Luo and her colleagues used a mouse model of diabetes to probe the link between the disease and an increased risk of death from heart attack.
The study showed that heart rates in the diabetic mice slowed dramatically and, like humans with diabetes, the mice had double the death rate after a heart attack compared to nondiabetic mice.
Evidence from the diabetic mice suggested that the excess death following heart attack was due to heart rhythm abnormalities, prompting the team to investigate the heart's pacemaker cells, which control heart rate.
Looking at the diabetic mice, the team found that pacemaker cells had elevated levels of oxidized CaMKII enzyme and more cell death than pacemaker cells in nondiabetic mice. The levels of oxidation and cell death were further increased in the diabetic mice following a heart attack.
When the team blocked oxidation-based activation of the enzyme, fewer pacemaker cells died, and the diabetic mice maintained normal heart rates and were protected from the increased death risk following a heart attack.
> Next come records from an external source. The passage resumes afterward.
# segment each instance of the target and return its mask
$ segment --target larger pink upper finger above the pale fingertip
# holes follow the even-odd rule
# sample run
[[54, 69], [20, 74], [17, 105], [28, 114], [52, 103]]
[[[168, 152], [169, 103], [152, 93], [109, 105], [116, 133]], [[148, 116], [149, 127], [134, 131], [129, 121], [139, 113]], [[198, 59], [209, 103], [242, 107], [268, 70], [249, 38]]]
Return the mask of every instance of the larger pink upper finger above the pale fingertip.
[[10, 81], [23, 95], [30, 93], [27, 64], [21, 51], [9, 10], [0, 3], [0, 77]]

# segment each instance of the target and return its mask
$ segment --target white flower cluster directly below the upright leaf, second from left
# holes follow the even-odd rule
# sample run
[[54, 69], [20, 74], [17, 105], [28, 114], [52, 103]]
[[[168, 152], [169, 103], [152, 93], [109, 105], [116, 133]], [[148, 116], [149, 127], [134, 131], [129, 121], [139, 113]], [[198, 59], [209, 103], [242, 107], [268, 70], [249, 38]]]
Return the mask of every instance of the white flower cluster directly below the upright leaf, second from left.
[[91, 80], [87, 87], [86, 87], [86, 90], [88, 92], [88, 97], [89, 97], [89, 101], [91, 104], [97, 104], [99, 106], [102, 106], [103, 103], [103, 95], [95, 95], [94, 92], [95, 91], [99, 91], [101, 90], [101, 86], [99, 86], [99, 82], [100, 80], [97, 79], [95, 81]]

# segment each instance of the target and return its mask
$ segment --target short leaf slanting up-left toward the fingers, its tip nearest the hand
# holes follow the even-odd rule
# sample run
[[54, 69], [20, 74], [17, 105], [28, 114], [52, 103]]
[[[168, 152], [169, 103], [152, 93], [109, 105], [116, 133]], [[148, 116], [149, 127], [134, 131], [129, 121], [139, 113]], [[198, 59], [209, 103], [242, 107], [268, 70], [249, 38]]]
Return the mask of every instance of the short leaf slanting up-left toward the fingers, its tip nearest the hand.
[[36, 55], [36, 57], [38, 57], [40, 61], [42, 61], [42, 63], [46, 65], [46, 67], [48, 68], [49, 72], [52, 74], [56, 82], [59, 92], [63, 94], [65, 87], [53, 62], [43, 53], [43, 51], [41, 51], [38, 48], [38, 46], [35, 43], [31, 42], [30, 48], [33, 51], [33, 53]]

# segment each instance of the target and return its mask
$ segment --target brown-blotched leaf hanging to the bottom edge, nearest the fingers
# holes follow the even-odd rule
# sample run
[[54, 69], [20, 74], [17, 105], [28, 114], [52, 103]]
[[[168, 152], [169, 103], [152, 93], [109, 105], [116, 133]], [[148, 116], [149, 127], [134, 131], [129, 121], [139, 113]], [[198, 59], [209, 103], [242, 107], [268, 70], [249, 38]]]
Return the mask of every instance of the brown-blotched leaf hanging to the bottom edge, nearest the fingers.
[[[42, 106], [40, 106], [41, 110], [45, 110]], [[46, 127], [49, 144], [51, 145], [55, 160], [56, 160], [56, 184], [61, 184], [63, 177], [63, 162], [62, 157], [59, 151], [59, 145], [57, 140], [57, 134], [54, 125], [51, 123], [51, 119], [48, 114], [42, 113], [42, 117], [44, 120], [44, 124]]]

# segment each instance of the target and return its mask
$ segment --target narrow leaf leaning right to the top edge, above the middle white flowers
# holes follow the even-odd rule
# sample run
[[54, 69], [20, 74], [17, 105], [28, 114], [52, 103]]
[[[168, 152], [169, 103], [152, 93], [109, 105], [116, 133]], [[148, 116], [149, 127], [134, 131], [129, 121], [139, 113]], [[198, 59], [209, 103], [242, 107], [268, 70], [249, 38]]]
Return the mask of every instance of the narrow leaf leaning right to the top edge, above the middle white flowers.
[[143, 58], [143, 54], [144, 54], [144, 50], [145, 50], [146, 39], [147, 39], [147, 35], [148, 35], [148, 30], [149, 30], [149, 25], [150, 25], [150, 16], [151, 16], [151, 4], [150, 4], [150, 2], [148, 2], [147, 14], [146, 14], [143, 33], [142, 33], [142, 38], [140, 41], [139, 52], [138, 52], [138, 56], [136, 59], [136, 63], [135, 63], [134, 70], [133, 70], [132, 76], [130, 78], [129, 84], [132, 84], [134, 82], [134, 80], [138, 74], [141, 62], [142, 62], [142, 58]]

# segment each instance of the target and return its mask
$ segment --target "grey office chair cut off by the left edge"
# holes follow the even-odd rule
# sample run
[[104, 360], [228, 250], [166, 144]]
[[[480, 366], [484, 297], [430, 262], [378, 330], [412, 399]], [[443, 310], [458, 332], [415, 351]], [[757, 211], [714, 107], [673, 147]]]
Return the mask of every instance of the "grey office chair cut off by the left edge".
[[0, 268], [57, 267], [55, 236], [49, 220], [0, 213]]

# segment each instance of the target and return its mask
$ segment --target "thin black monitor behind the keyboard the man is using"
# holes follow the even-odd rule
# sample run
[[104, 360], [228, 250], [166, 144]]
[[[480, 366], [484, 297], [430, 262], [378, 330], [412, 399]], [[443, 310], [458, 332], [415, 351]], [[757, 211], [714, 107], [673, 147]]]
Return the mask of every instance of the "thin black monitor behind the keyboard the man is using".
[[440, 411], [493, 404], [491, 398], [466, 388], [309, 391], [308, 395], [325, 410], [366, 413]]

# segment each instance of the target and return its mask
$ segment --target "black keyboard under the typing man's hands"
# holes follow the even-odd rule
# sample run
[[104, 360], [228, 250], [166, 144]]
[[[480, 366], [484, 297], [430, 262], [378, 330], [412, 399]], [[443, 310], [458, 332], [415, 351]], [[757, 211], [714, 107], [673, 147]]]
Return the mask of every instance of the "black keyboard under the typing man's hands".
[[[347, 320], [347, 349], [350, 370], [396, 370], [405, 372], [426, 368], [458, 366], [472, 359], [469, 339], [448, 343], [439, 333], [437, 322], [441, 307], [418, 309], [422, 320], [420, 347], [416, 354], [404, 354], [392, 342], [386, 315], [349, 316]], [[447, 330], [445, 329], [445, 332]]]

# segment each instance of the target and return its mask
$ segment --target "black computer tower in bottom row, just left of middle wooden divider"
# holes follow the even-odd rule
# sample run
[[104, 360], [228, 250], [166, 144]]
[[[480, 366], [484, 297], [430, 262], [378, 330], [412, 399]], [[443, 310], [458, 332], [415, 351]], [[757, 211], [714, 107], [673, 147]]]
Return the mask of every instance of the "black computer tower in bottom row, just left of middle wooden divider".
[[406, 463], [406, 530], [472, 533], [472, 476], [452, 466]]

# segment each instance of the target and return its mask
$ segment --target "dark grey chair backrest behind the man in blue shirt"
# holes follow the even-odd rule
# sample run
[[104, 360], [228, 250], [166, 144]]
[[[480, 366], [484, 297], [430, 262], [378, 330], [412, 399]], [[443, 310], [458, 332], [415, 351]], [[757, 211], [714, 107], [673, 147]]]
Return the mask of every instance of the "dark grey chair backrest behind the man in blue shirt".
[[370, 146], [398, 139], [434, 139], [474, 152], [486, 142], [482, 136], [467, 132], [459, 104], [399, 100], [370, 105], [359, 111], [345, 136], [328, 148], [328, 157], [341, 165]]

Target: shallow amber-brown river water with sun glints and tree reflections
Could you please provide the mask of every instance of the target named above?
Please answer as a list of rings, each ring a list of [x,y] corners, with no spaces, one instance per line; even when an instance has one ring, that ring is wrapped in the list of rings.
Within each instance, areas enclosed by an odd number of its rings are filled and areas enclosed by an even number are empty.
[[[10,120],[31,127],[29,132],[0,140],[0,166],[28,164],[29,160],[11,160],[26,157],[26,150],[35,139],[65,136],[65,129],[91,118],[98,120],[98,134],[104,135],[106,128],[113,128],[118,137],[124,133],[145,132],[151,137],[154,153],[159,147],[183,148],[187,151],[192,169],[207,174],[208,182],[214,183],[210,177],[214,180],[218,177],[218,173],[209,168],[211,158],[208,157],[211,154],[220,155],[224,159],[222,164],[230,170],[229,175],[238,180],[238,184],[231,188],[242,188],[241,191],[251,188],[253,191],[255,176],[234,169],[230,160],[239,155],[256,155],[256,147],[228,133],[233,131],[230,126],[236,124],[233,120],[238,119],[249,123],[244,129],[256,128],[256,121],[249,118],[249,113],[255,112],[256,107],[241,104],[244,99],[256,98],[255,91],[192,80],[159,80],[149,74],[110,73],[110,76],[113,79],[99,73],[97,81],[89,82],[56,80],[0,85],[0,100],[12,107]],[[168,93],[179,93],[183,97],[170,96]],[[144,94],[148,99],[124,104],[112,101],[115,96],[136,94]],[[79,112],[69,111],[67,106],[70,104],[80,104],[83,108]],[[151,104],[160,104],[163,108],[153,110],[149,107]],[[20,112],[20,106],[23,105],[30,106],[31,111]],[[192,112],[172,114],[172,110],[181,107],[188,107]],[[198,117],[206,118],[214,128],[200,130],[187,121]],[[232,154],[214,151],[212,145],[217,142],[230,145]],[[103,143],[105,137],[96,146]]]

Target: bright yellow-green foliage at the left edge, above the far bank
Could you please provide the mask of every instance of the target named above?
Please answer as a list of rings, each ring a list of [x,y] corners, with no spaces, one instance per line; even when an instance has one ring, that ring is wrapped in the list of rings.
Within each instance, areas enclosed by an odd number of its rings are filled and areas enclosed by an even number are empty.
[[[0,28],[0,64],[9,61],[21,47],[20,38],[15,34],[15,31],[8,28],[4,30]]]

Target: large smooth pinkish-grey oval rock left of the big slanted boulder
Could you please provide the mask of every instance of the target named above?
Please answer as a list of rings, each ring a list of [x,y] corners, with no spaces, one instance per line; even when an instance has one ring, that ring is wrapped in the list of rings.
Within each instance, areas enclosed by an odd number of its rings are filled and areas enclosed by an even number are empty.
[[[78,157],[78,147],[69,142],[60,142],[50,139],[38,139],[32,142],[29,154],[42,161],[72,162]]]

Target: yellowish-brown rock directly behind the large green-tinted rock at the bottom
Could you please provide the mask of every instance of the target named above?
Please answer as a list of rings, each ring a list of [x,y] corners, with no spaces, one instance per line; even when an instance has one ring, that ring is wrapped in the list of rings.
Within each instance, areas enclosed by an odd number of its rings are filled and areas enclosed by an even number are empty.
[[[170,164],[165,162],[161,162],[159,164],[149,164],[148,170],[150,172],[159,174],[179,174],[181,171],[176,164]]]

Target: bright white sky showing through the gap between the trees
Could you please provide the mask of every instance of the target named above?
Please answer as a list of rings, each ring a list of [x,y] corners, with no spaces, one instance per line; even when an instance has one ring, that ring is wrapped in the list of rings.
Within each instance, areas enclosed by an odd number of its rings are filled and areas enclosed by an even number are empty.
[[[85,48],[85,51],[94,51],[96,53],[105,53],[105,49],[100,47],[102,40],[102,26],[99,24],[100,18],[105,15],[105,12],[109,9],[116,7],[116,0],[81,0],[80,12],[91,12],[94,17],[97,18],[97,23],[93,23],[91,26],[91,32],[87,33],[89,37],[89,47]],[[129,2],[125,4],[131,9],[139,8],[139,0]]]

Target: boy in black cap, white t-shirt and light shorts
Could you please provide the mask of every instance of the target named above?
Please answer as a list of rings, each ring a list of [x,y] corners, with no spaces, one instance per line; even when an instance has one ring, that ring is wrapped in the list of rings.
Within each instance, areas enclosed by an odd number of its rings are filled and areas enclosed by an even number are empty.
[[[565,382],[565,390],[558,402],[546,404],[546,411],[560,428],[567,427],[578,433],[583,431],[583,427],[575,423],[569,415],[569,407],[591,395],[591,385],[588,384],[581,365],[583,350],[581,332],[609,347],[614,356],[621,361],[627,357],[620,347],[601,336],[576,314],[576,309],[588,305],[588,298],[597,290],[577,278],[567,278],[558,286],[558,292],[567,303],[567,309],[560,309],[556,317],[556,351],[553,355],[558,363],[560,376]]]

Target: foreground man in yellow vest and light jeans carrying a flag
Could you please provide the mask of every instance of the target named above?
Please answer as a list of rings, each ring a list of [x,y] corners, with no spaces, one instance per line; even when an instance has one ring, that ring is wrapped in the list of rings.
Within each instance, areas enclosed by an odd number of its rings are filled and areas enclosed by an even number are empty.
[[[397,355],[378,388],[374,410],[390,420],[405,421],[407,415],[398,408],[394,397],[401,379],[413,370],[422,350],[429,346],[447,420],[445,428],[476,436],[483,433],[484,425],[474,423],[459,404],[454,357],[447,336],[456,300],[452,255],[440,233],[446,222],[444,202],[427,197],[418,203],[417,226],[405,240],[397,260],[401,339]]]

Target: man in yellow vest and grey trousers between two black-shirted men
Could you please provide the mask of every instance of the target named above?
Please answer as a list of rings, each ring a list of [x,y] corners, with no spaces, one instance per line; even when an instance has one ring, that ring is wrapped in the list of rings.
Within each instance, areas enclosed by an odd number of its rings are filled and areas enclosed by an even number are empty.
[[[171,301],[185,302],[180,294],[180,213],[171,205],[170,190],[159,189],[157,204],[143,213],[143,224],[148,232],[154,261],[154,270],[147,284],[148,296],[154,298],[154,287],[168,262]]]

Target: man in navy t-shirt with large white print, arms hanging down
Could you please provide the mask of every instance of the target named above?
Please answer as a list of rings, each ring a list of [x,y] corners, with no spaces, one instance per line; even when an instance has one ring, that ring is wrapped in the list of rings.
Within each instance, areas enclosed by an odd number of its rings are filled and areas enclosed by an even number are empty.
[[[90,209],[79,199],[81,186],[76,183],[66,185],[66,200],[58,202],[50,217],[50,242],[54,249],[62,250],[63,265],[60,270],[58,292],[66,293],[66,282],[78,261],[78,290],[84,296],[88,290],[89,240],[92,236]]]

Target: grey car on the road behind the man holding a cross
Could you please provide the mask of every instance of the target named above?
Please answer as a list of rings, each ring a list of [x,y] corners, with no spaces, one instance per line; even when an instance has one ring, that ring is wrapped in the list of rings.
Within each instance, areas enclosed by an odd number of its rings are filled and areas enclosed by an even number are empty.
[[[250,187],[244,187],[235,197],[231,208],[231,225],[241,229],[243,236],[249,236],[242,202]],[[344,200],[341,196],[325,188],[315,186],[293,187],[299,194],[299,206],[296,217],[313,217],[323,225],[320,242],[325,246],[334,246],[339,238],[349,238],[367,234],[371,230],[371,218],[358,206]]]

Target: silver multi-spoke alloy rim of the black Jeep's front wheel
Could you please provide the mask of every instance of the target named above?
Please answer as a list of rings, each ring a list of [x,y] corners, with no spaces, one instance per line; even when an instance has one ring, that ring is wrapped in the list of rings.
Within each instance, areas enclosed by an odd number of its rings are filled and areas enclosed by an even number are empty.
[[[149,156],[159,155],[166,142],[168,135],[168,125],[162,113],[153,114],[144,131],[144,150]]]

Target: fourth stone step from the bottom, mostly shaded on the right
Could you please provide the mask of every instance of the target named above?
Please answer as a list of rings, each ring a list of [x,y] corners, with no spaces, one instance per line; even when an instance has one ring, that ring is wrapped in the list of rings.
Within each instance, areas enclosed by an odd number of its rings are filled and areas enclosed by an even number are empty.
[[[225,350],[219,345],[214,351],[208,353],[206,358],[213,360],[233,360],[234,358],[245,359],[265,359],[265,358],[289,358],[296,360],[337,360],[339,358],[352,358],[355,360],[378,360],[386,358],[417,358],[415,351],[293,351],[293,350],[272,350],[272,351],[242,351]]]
The findings suggest that preventing or reducing activation of the CaMKII enzyme in specific heart cells may represent a new approach for reducing the risk of death due to heart attack in patients with diabetes.
In addition to Luo and Anderson, who also is director of the UI Cardiovascular Research Center, the team included UI researchers in internal medicine and obstetrics and gynecology, and researchers from Washington University, St. Louis, Mo; The Ohio State University, Columbus, Ohio; and University of Goettingen in Germany.
The research was supported in part by grants from the National Heart, Lung and Blood Institute and from the Fondation Leducq.